En ce début de semaine, qui sera consacré au sommet de Lancaster House sur le problème de la piraterie en Somalie avec le Premier ministre Navin Ramgoolam à Londres à cet effet, les autorités mauriciennes étaient en état d’alerte à la suite d’une alerte aux pirates navigant sur un bateau prétendument battant pavillon mauricien. Depuis samedi, l’archipel des Comores a été confronté avec la présence dans ses eaux territoriales d’un navire avec une dizaine de Security Officers de nationalité kenyane et un patron bulgare. Plus grave est le fait qu’à bord de ce bateau se trouvait une forte quantité d’armes de gros calibre, dont des Kalachnikov.
L’une des premières informations circulées est que le prétendu bateau pirate battait pavillon mauricien. Or, à la mi-journée, les responsables de la sécurité à Port-Louis n’étaient toujours pas en présence d’indications officielles susceptibles de confirmer le port d’enregistrement de ce bateau. « Depuis le début de cette affaire, nous avons établi des contacts avec nos collègues de la sécurité aux Comores pour de plus amples détails et pour collaborer en vue de faire avancer l’enquête. Nous nous attendions à recevoir un rapport complet à ce matin. Mais les autorités comoriennes nous ont fait savoir qu’il faudrait patienter quelque peu encore », fait-on comprendre dans les milieux autorisés.
Plus de quarante-huit heures après l’arraisonnement de ce bateau avec des armes, il devient de moins en moins évident que le bateau battrait pavillon mauricien. Mais les autorités préfèrent attendre tous les détails pour des dernières vérifications dans les registres maritimes de Port-Louis avant de clore le dossier. Néanmoins, les craintes initiales exprimées par Moroni quant à une éventuelle participation des membres d’équipage avec leurs armes de gros calibre à un coup d’État aux Comores se sont estompées.
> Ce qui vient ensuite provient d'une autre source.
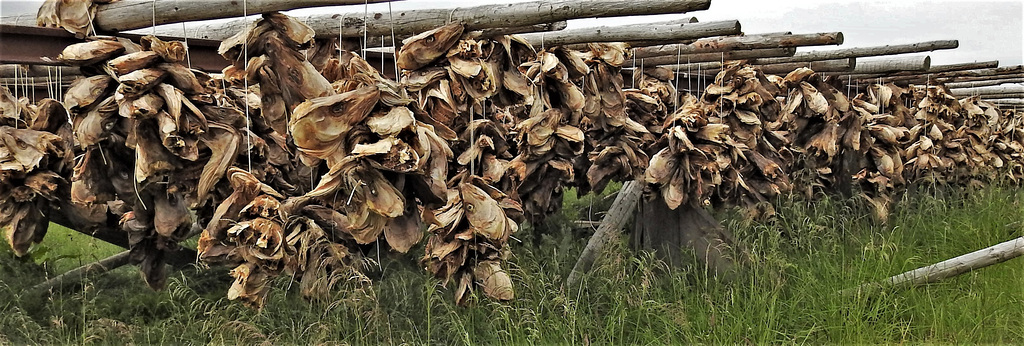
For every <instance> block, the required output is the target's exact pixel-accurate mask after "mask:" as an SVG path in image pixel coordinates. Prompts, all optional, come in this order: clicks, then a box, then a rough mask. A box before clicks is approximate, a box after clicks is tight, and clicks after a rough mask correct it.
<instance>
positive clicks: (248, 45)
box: [225, 0, 253, 174]
mask: <svg viewBox="0 0 1024 346" xmlns="http://www.w3.org/2000/svg"><path fill="white" fill-rule="evenodd" d="M248 16H249V2H248V0H242V18H243V19H245V18H246V17H248ZM242 58H243V59H245V61H243V70H244V72H245V77H243V79H242V81H243V82H242V83H243V85H244V86H245V88H246V99H245V100H244V101H243V102H242V103H245V104H246V160H247V161H248V164H249V173H250V174H251V173H252V171H253V132H252V131H250V130H249V124H250V123H251V120H250V119H249V40H245V41H243V42H242ZM225 91H226V90H225Z"/></svg>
Les dernières informations émanant des Comores et également du quotidien Alwatan tendent à accréditer la thèse que l’équipage de nationalité kenyane avait été recruté pour assurer l’escorte d’un autre navire avec une cargaison, qui aurait pu faire l’objet d’attaque de la part des pirates. Le quotidien comorien Alwatan souligne dans son édition d’hier qu’« à en croire le chef de la sécurité et de la sûreté portuaire Ali Mohamed, “la capitainerie a demandé aux personnes à bord afin de s’identifier sans succès”. Au moment où ils ont décidé de nous répondre, c’était pour nous dire qu’ils étaient là pour secourir un bateau qui se rendait à Mombassa via Moroni . Tout en refusant de s’identifier, malgré plusieurs tentatives de la capitainerie, elles ont répondu qu’elles allaient s’éloigner à deux miles de la zone du port de Moroni pour stationner et ont pris cap vers le Sud. Nous avons donc, immédiatement, alerté les garde-côtes », a déclaré Mohamed Saïd Salim Dahalani.
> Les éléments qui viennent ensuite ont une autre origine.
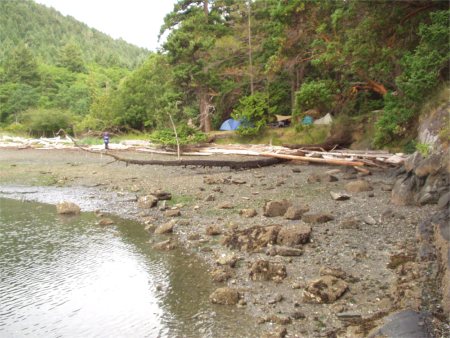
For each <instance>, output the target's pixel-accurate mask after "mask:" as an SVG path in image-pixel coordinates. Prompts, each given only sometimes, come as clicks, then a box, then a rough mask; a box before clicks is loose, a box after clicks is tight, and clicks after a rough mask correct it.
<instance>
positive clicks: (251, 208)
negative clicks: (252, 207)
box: [239, 208, 258, 218]
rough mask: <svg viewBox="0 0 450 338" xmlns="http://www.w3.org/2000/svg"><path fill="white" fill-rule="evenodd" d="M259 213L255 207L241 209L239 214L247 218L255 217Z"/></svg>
mask: <svg viewBox="0 0 450 338" xmlns="http://www.w3.org/2000/svg"><path fill="white" fill-rule="evenodd" d="M257 214H258V213H257V212H256V210H255V209H253V208H250V209H241V210H239V215H241V216H242V217H245V218H252V217H255V216H256V215H257Z"/></svg>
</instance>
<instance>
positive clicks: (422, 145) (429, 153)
mask: <svg viewBox="0 0 450 338" xmlns="http://www.w3.org/2000/svg"><path fill="white" fill-rule="evenodd" d="M416 150H417V151H418V152H419V153H420V154H421V155H422V156H423V157H428V156H429V155H430V153H431V146H430V145H429V144H427V143H417V144H416Z"/></svg>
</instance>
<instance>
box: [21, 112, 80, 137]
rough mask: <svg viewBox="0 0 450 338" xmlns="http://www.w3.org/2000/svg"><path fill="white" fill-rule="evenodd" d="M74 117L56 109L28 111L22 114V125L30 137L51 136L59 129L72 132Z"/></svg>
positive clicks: (69, 112) (71, 115)
mask: <svg viewBox="0 0 450 338" xmlns="http://www.w3.org/2000/svg"><path fill="white" fill-rule="evenodd" d="M73 122H74V116H73V115H72V114H71V113H70V112H68V111H61V110H56V109H30V110H27V111H26V112H25V113H24V114H23V124H24V125H25V126H26V127H27V129H28V131H29V133H30V134H31V135H43V136H53V135H54V134H55V133H57V132H58V131H59V130H60V129H64V130H65V131H66V132H71V131H72V124H73Z"/></svg>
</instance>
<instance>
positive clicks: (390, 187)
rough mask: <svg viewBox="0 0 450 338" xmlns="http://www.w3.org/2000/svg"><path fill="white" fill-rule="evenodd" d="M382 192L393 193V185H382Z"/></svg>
mask: <svg viewBox="0 0 450 338" xmlns="http://www.w3.org/2000/svg"><path fill="white" fill-rule="evenodd" d="M381 191H392V184H387V183H382V184H381Z"/></svg>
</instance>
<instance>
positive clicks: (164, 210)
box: [159, 201, 168, 211]
mask: <svg viewBox="0 0 450 338" xmlns="http://www.w3.org/2000/svg"><path fill="white" fill-rule="evenodd" d="M167 209H168V207H167V204H166V201H162V203H161V205H160V206H159V210H160V211H165V210H167Z"/></svg>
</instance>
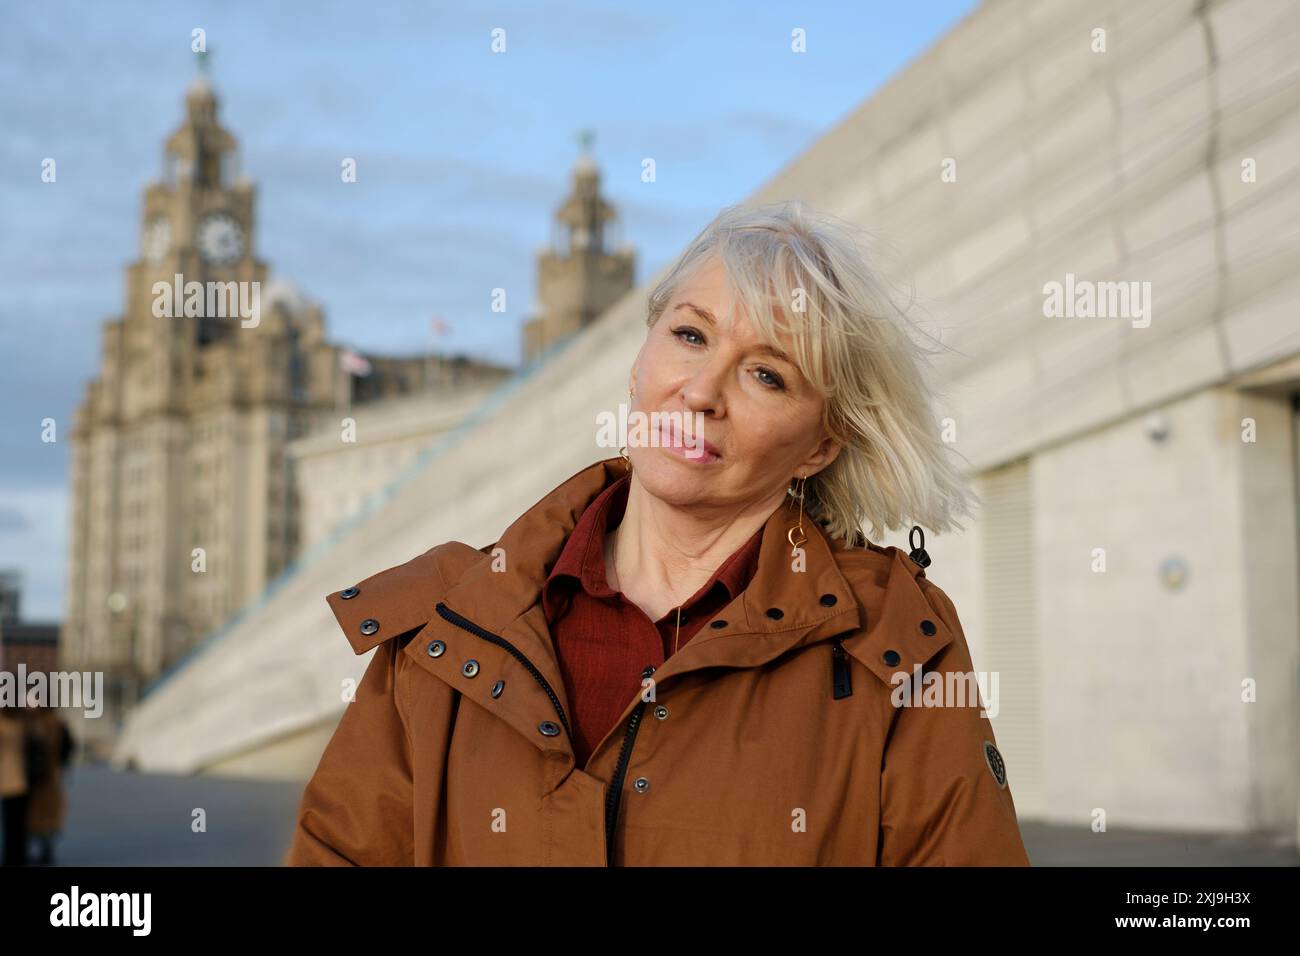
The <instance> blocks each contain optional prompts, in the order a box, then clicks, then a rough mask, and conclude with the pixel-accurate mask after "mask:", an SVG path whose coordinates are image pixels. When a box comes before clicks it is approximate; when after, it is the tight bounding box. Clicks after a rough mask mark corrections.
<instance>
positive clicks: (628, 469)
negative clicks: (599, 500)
mask: <svg viewBox="0 0 1300 956" xmlns="http://www.w3.org/2000/svg"><path fill="white" fill-rule="evenodd" d="M628 414H629V415H630V414H632V386H630V385H629V386H628ZM619 457H620V458H621V459H623V460H624V462H627V463H628V471H632V458H630V455H628V446H627V445H624V446H623V447H620V449H619Z"/></svg>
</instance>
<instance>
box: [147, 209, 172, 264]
mask: <svg viewBox="0 0 1300 956" xmlns="http://www.w3.org/2000/svg"><path fill="white" fill-rule="evenodd" d="M140 245H142V247H143V250H144V260H146V261H147V263H149V264H151V265H157V264H159V263H161V261H162V258H164V256H165V255H166V254H168V250H170V248H172V221H170V220H169V219H168V217H166V216H152V217H151V219H149V220H148V222H146V224H144V235H143V241H142V243H140Z"/></svg>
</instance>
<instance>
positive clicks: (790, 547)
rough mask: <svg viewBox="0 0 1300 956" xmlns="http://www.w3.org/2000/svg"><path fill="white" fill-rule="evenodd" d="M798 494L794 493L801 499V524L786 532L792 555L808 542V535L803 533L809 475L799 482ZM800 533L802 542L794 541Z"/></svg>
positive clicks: (797, 525) (790, 529) (785, 533)
mask: <svg viewBox="0 0 1300 956" xmlns="http://www.w3.org/2000/svg"><path fill="white" fill-rule="evenodd" d="M797 481H798V484H797V485H796V489H797V490H796V492H794V493H793V494H794V497H796V498H798V499H800V523H798V524H796V525H794V527H792V528H790V529H789V531H787V532H785V540H787V541H789V542H790V554H793V553H794V551H797V550H798V549H800V548H802V546H803V542H805V541H807V540H809V538H807V535H805V533H803V486H805V484H806V483H807V475H805V476H803V477H801V479H798V480H797ZM796 531H798V532H800V540H798V541H796V540H794V532H796Z"/></svg>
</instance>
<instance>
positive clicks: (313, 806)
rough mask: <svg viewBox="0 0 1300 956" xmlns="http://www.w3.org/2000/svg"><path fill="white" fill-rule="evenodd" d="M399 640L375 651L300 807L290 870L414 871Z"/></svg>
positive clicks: (412, 831) (290, 852) (390, 641)
mask: <svg viewBox="0 0 1300 956" xmlns="http://www.w3.org/2000/svg"><path fill="white" fill-rule="evenodd" d="M400 663H402V650H400V646H399V641H396V640H387V641H385V643H383V644H380V645H378V646H377V648H376V649H374V654H373V656H372V657H370V662H369V665H367V669H365V674H364V675H363V676H361V682H360V683H359V684H357V687H356V695H355V696H354V698H352V701H351V702H348V704H347V706H346V709H344V710H343V717H342V718H341V719H339V723H338V727H337V728H335V730H334V735H333V737H330V741H329V744H326V747H325V752H324V753H322V754H321V758H320V763H318V765H317V766H316V771H315V774H313V775H312V778H311V780H308V783H307V788H305V790H304V791H303V797H302V801H300V804H299V808H298V825H296V827H295V830H294V838H292V843H291V844H290V848H289V853H287V855H286V856H285V861H283V864H285V865H286V866H411V865H412V864H413V852H415V849H413V848H415V839H413V809H412V803H413V797H412V771H411V748H409V737H408V734H407V722H406V718H404V715H403V713H402V696H400V692H399V684H400V683H402V679H403V676H404V675H403V669H402V667H400V666H399V665H400Z"/></svg>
Les responsables de la sécurité aux Comores, méfiants de cette présence des plus suspectes de ce bateau, ont ordonné aux garde-côtes de monter une opération de perquisition à bord, d’où la découverte d’une importante quantité d’armes. Les membres d’équipage et le commandant bulgare ont été placés en garde à vue en l’absence de papiers d’identification en leur possession. Le quotidien Alwatan ajoute que les Kenyans et le Bulgare étaient encore entre les mains des gendarmes alors que d’autres sources affirmaient que le procureur des Comores Youssouf Ali Djaé a réclamé l’ouverture d’une enquête de fond sur la présence de ce bateau au large de Moroni samedi.
Le Premier ministre se trouve depuis lundi à Londres où il participera à la conférence internationale sur la piraterie à l’invitation de son homologue anglais David Cameron. « La piraterie représente une menace directe pour le développement des pays de la région. Maurice s’est activement engagée avec les Nations unies, l’Union européenne et l’Union africaine dans le combat contre ce fléau. La sécurité, la stabilité, le retour à l’ordre institutionnel et démocratique en Somalie sont parmi les sujets qui seront abordés », note un commuiqué émis par le service de presse du Premier ministre.
Le secrétaire général des Nations unies Ban ki-Moon, la secrétaire d’État américain Hillary Clinton et le président de la Commission européenne José Manuel Barroso sont également annoncés à ce sommet de Londres sur la piraterie dans l’océan Indien.